Course Summary

This concludes our journey through Reinforcement Learning and Sequential Decision Making. Over the course of ten lectures, we have built a comprehensive understanding of the field — from the mathematical foundations of Markov decision processes through the deep RL algorithms that power modern AI systems.

Foundations (Chapters 1–3)

We introduced Markov decision processes (MDPs) as the mathematical framework for sequential decision making under uncertainty. We defined value functions and derived the Bellman equations — the recursive relationships that form the backbone of nearly every RL algorithm. We proved that optimal policies always exist among deterministic, memoryless strategies, and studied three classical planning algorithms: value iteration, policy iteration, and linear programming. The performance difference lemma gave us a powerful tool for quantifying how much one policy improves over another.

Approximate Methods (Chapters 4–5)

Real-world problems are too large to solve exactly. We studied how approximation errors propagate through planning algorithms and developed the simulation lemma to keep errors under control. The certainty equivalence principle provided a clean recipe for learning: estimate a model of the world from data, then plan as if the estimate were correct — cleanly separating the statistical challenge (estimation) from the computational one (planning).

Exploration and Learning (Chapters 6–7)

We confronted the fundamental exploration–exploitation tradeoff: should the agent exploit what it already knows, or explore something new? Starting from multi-armed bandits (UCB, Thompson sampling), we extended these ideas to full MDPs.

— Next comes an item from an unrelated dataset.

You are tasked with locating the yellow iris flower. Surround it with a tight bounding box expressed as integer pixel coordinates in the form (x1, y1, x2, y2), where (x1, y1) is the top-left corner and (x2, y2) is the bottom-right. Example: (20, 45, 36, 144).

We then turned to the practical deep RL algorithms — policy gradient, actor-critic, PPO, and SAC — that bring these ideas to scale in high-dimensional environments.

Applications (Chapters 8–10)

We saw how the theory developed in earlier chapters drives three of the most consequential applications of RL. AlphaGo (Chapter 8) combined behavior cloning, policy gradient self-play, value networks, and Monte Carlo tree search to achieve superhuman play at Go — and AlphaGo Zero showed that human data can be eliminated entirely. RLHF and Alignment (Chapter 9) developed the pipeline that aligns language models with human preferences: reward modeling via the Bradley–Terry model, PPO-based policy optimization, and Direct Preference Optimization (DPO). We examined side effects of RLHF including length bias, annotator bias, and reward hacking. RL from Verifiable Rewards (Chapter 10) showed how verifiable rewards for math and code enable a cleaner RL paradigm. We developed GRPO, analyzed its biases, and traced the landmark case studies — DeepSeek R1-Zero, DeepSeek R1, Kimi K1.5, and Qwen 3 — that demonstrate how pure RL can produce reasoning capabilities rivaling the best proprietary models. This is the technology behind the new wave of reasoning AI systems — a direct application of the MDP and policy gradient frameworks from the first half of the course.